The painful delusion of selfishness

What if the self you try to protect, the ‘thing-possessor’, is an empty myth? Photo by Niclas Gustafsson on Unsplash

It seems as though you would be happy grabbing things to yourself.  And so you try to gather money; you gather friends; you gather resources; you gather praise.  But it doesn’t make you as happy as you thought you would be.  Worse still, the harder you try to gather money, the more it fritters away; the harder you try to gather friends, the more they disappear; the more you try to gather resources, the more they deplete; and the more you try to gather praise, the more you seem to attract condemnation.

What is happening?  Many people, at this point, collapse in a heap of breakdown.  ‘The world is cruel,’ they say.  ‘People are so mean.’  And they then spend inordinate amounts of time phoning up their friends and complaining about it.  ‘I was talking to so-and-so yesterday, and they were so mean to me,’ they say.  Soon, their friends stop taking their calls.  These same friends have tried to talk about their own problems sometimes, but have been met with a barrage of ‘Oh, that reminds me of a problem I have…’  All problems are boxed and packaged so that they can be presented from the point of view of this one sufferer, who cannot escape their own suffering.

I repeat, what is happening?  What is the mechanism by which a person can get so involved in their own problems, that they cease to be able to deal with anything else, and collapse in a heap?

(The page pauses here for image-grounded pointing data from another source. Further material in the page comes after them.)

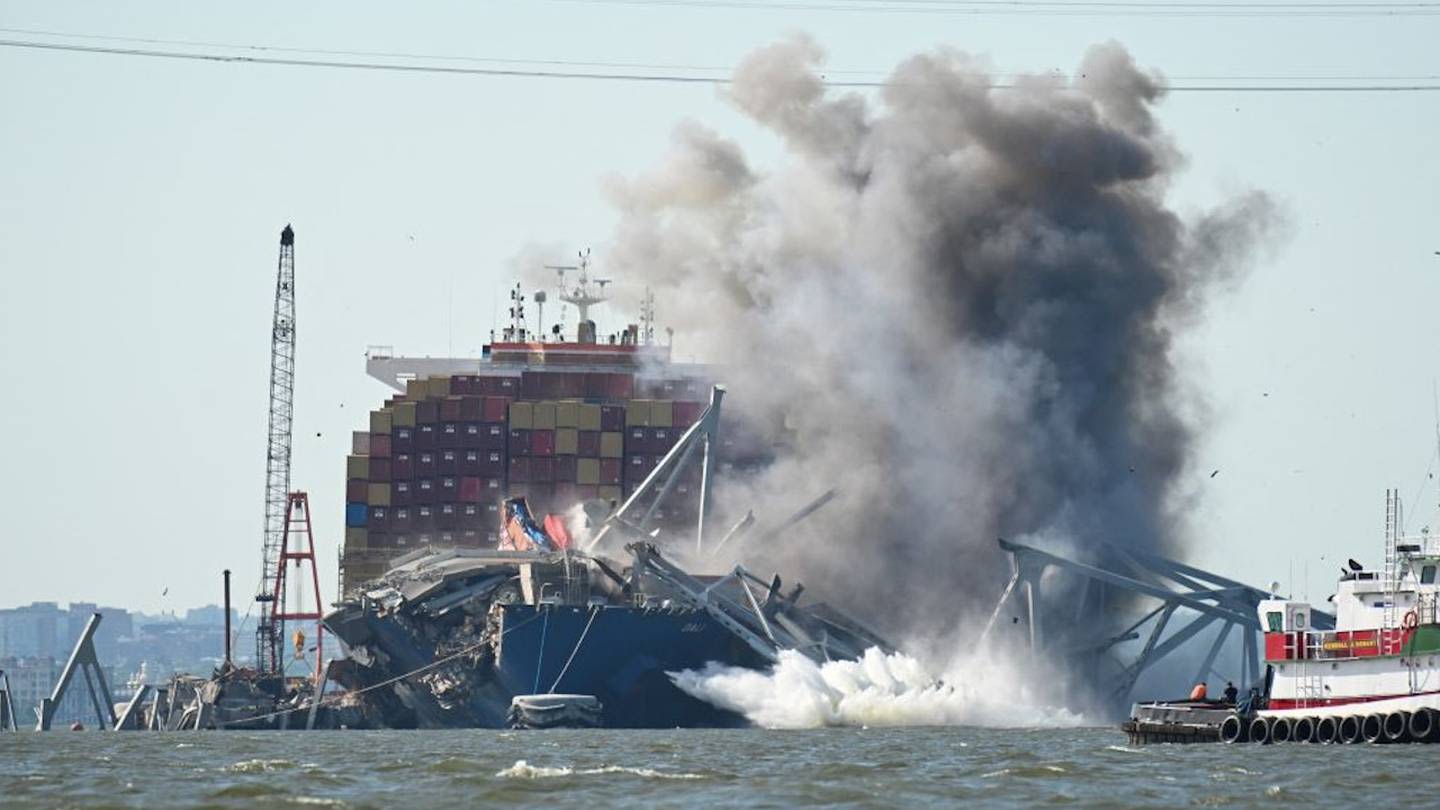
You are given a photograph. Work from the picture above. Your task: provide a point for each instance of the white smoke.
(880, 691)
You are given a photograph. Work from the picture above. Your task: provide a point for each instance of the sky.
(141, 202)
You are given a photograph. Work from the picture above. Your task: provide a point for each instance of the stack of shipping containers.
(437, 463)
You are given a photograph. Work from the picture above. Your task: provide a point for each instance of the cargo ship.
(507, 526)
(1370, 676)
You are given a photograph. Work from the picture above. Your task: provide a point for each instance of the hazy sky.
(141, 201)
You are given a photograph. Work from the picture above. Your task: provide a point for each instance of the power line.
(723, 69)
(1056, 9)
(631, 77)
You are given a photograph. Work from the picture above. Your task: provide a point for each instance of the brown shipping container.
(588, 443)
(637, 414)
(566, 441)
(542, 443)
(357, 490)
(568, 414)
(380, 421)
(612, 444)
(612, 418)
(660, 414)
(588, 417)
(522, 415)
(379, 495)
(545, 417)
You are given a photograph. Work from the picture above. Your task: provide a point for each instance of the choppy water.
(929, 767)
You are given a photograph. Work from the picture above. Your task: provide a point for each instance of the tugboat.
(1374, 678)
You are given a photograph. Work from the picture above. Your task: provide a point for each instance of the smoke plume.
(952, 301)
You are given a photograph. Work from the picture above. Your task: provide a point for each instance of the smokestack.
(228, 614)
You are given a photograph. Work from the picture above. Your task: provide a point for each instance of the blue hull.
(621, 659)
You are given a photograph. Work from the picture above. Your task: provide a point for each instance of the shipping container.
(637, 414)
(380, 421)
(612, 444)
(494, 410)
(379, 495)
(545, 415)
(519, 441)
(568, 414)
(588, 443)
(402, 466)
(661, 414)
(522, 415)
(380, 446)
(403, 415)
(356, 515)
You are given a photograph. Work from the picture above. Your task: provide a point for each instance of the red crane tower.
(285, 512)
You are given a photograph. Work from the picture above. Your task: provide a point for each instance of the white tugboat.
(1374, 678)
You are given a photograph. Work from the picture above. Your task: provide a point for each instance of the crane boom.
(277, 453)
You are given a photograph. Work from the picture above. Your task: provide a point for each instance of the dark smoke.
(955, 303)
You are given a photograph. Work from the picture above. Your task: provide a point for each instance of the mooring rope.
(595, 610)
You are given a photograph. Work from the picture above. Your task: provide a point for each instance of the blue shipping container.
(357, 515)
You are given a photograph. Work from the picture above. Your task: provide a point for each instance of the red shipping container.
(686, 414)
(637, 440)
(612, 418)
(380, 446)
(519, 441)
(494, 410)
(589, 444)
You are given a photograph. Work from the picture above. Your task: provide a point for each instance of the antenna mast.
(277, 451)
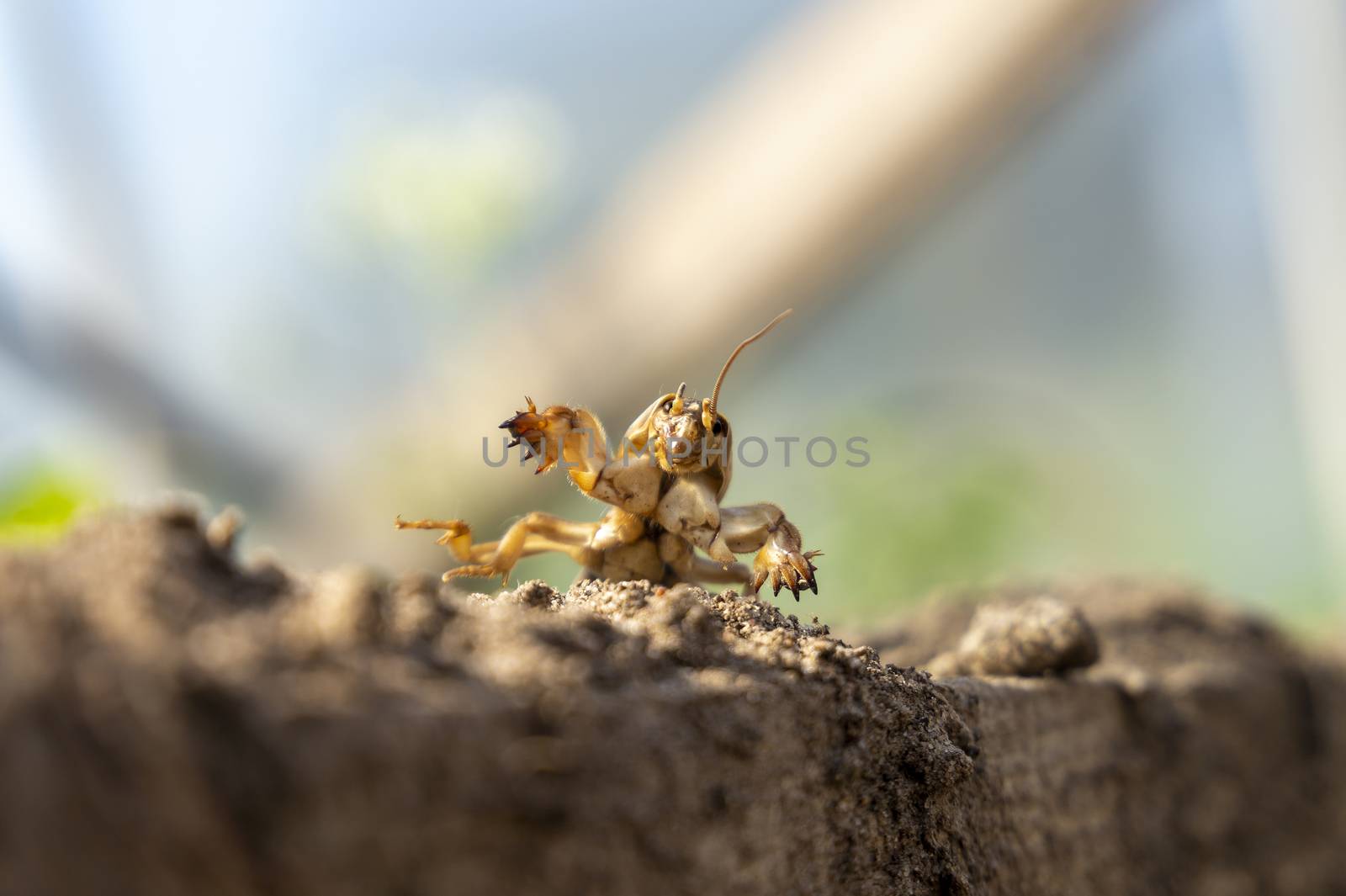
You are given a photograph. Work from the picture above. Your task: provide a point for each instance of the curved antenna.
(708, 409)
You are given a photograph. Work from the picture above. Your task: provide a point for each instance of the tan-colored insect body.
(664, 485)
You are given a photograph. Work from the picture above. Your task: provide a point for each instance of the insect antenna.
(708, 409)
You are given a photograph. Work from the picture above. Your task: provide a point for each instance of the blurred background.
(1070, 267)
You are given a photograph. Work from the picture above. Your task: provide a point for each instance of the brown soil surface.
(172, 721)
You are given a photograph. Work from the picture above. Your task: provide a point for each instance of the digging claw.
(540, 432)
(787, 570)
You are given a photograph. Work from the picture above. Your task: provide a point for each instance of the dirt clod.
(1030, 638)
(175, 721)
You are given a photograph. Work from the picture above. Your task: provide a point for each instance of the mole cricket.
(665, 485)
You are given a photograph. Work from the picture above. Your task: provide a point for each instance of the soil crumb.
(174, 720)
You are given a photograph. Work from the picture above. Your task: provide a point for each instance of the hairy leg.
(533, 534)
(780, 557)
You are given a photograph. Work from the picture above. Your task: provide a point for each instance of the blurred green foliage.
(40, 500)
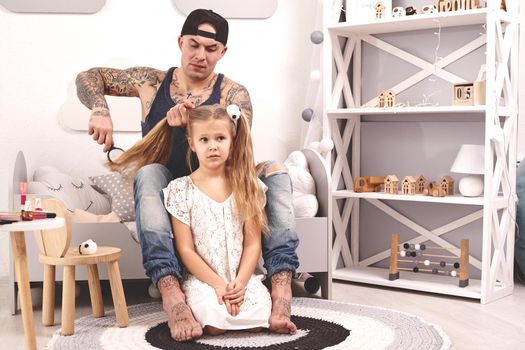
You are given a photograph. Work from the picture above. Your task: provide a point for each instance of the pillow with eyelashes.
(76, 193)
(120, 190)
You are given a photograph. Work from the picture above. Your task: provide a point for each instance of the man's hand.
(101, 127)
(177, 116)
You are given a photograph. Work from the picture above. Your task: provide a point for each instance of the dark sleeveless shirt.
(161, 105)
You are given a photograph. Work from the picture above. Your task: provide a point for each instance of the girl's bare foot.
(282, 303)
(182, 324)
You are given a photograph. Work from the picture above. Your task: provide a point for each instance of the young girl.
(217, 217)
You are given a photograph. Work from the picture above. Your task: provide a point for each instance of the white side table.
(18, 245)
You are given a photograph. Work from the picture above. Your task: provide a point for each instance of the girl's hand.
(221, 291)
(235, 292)
(177, 116)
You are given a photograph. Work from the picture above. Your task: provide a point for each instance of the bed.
(312, 231)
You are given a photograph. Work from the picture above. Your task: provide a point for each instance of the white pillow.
(120, 189)
(76, 193)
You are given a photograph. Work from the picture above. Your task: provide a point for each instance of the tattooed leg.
(181, 322)
(282, 303)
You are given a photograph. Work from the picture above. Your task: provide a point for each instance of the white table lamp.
(470, 160)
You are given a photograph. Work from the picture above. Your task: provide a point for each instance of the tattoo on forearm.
(168, 282)
(101, 113)
(282, 278)
(93, 84)
(240, 96)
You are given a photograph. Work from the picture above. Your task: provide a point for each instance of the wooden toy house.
(447, 185)
(379, 10)
(421, 183)
(408, 185)
(391, 184)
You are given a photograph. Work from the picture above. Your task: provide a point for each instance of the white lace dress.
(218, 239)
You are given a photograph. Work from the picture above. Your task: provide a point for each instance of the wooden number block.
(469, 94)
(464, 94)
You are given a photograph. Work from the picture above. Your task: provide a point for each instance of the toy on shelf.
(387, 98)
(421, 183)
(447, 185)
(391, 184)
(420, 259)
(429, 9)
(469, 93)
(408, 185)
(398, 11)
(379, 10)
(368, 183)
(434, 190)
(410, 10)
(456, 5)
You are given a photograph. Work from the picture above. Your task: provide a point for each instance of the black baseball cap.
(200, 16)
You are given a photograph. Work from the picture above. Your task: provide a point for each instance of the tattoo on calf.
(285, 305)
(282, 278)
(180, 312)
(168, 282)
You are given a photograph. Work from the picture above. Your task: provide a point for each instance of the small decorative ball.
(153, 291)
(87, 247)
(314, 145)
(307, 114)
(315, 75)
(326, 145)
(234, 112)
(312, 285)
(317, 37)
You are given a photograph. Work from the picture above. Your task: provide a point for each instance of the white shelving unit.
(496, 208)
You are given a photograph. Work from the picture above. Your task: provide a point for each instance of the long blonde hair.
(156, 146)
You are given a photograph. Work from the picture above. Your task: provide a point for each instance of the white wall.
(40, 55)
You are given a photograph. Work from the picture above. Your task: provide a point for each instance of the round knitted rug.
(321, 324)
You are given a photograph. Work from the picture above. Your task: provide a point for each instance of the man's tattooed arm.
(168, 282)
(239, 95)
(93, 84)
(282, 278)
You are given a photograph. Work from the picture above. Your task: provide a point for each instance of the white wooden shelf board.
(344, 112)
(423, 282)
(415, 22)
(456, 199)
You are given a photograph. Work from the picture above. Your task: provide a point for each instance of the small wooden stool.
(55, 251)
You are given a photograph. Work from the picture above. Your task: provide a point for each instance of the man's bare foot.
(213, 331)
(282, 303)
(182, 324)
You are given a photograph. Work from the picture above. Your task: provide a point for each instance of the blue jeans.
(159, 256)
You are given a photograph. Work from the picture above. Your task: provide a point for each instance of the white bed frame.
(312, 251)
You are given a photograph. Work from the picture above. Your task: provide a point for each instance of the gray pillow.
(120, 189)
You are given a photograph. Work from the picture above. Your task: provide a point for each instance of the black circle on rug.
(321, 334)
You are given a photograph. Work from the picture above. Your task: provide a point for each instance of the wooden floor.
(470, 325)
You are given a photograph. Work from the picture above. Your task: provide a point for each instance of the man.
(169, 94)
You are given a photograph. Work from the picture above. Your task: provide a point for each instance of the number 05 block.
(469, 94)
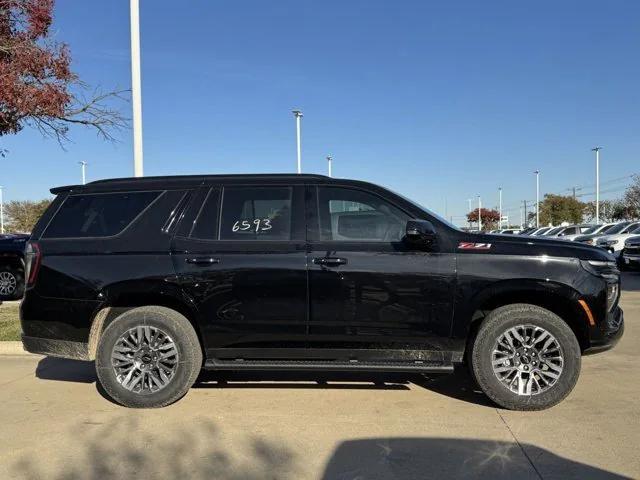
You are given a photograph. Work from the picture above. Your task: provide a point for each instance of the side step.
(327, 365)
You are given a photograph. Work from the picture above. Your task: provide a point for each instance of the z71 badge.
(474, 246)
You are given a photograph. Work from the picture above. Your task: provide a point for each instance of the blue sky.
(440, 101)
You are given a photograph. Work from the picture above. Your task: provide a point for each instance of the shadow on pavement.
(63, 370)
(630, 282)
(132, 447)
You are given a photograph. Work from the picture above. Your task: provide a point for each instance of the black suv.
(157, 278)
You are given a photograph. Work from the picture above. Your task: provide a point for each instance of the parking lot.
(55, 423)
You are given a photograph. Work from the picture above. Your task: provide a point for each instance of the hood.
(516, 245)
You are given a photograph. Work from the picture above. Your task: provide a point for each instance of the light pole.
(298, 115)
(136, 88)
(537, 172)
(83, 166)
(1, 211)
(500, 208)
(597, 150)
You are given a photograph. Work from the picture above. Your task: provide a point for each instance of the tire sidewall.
(495, 325)
(189, 357)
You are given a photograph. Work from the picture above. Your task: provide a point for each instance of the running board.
(329, 366)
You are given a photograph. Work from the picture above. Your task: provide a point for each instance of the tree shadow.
(127, 448)
(440, 458)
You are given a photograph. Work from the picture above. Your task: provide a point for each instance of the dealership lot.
(56, 424)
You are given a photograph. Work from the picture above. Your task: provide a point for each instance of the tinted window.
(206, 226)
(98, 215)
(354, 215)
(256, 213)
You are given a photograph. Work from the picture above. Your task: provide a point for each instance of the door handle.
(202, 260)
(330, 261)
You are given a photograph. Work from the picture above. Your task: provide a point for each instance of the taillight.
(33, 256)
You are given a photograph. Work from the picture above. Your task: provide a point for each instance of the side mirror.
(420, 232)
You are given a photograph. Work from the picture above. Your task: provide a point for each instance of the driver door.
(369, 289)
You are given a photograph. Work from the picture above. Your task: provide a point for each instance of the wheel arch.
(558, 298)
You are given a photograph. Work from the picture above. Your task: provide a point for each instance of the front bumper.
(630, 261)
(614, 329)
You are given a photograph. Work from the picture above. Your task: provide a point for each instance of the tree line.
(556, 209)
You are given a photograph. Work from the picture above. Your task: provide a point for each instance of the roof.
(189, 180)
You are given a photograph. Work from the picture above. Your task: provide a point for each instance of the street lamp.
(1, 211)
(298, 115)
(537, 172)
(136, 88)
(83, 166)
(597, 150)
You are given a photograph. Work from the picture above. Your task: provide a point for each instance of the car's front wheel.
(148, 357)
(525, 357)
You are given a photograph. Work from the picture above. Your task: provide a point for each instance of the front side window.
(354, 215)
(256, 213)
(98, 215)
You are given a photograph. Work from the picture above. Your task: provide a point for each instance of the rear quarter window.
(98, 215)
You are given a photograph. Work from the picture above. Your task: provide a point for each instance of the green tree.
(489, 217)
(22, 215)
(631, 199)
(555, 209)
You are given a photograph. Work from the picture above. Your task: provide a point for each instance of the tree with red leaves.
(37, 86)
(489, 217)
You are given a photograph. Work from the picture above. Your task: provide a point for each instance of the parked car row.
(622, 239)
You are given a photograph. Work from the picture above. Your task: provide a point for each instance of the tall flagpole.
(136, 89)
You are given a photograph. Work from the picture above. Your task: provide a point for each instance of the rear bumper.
(611, 336)
(56, 348)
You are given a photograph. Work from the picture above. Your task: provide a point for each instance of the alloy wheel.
(527, 359)
(144, 359)
(8, 284)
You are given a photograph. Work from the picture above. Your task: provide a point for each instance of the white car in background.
(615, 242)
(591, 230)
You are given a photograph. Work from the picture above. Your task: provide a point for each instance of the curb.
(12, 348)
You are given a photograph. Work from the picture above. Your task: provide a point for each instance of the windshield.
(592, 229)
(616, 228)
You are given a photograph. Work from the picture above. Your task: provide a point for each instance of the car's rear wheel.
(525, 357)
(148, 357)
(11, 283)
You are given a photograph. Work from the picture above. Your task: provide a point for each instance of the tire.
(175, 334)
(535, 320)
(11, 283)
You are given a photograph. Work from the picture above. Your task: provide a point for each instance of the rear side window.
(256, 213)
(98, 215)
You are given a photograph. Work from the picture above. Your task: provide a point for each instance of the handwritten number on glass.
(256, 225)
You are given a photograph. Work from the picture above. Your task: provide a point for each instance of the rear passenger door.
(241, 261)
(371, 294)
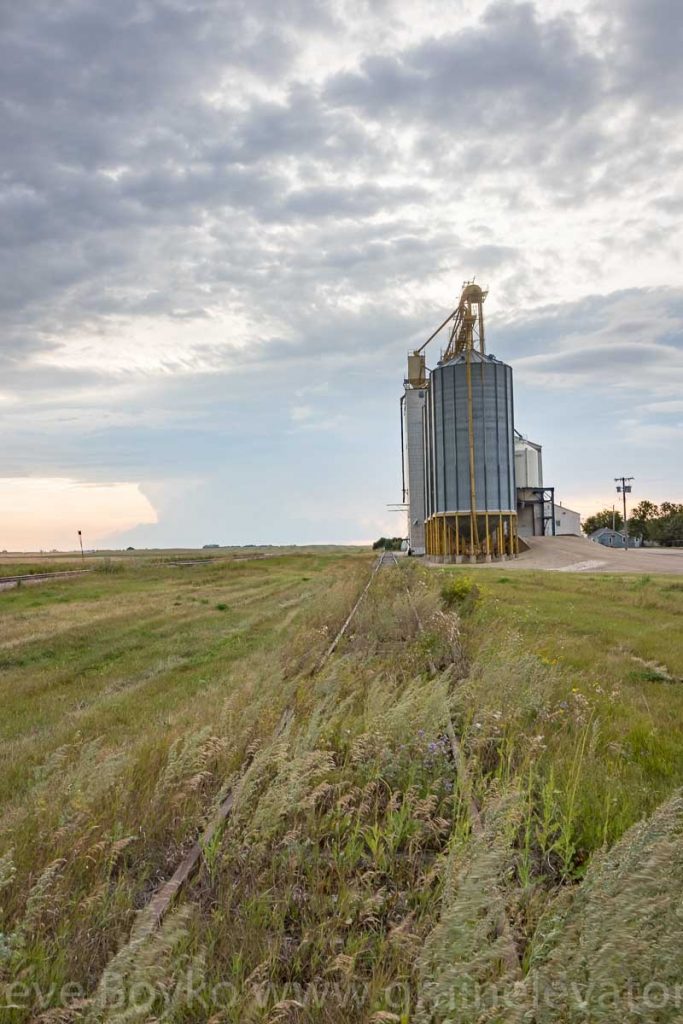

The biggest mistake such people make, is that they take themselves too seriously.  That is to say, they look at their finances, their friendships, their resources and their reputation, and they actually believe that money, people, resources and reputation BELONG to them, and MUST belong to them, as a first principle.

Unfortunately, this is a factual mistake.  When we say ‘my’ money, ‘my’ friend, etc., we are invoking an untrue myth.  Actually, the money is not ours.  A simple contemplation of the facts of life – that, in the end, we die – should confirm to us that there is no point in insisting that we can accumulate such things in any lasting way.  And the friends are not ours.  Observation of human behaviour should tell us that people are attracted and repelled like the wind, and we cannot rely on friendships as an inalienable possession.

In short, there is no self that is the owner of such things.  If we examine the truth, we will discover that the self we thought we were protecting, by amassing such possessions, has no continuity, and – worse still – doesn’t even exist!  The self, the ‘thing-possessor’, is just a label, no more.


The good news is that this means there is a way out of the suffering caused by clinging to the self, and trying to amass possessions to it.  This also means, fortunately, that there is a way out of all the associated uncomfortable emotions and behaviours, such as jealousy, envy, possessiveness, vengefulness, anger, and many forms of depression.

This is the bit that many people trapped in selfishness will not like.  Here it comes…

If we are desperately unhappy about our finances, our friendships, our resources, or our reputations, then all we have to do to be happy is detach ourselves from our finances, our friendships, our resources, and our reputations.

This will free us from the obsessive rumination that exhausts our mind.  We need to be able to set aside these concerns, so that we can be happy.

This makes no sense to the person obsessed with accumulation.  They are so fixed on winning this invented game, that they cannot open their minds to the possibility that it might be just that – an invented game that they can set aside.  They are trapped on a wheel of discomfort.

But to the person who wants to wake up, it makes sense.  Slowly, but surely, we can train our minds to understand that our circumstances are merely labels, and that our selfish intentions are merely emptiness.  Our selfishness is not evil – it’s simply a delusion, a mistake.  We are free at any time to acknowledge the mistake, and become free of our obsessive concern for ourselves.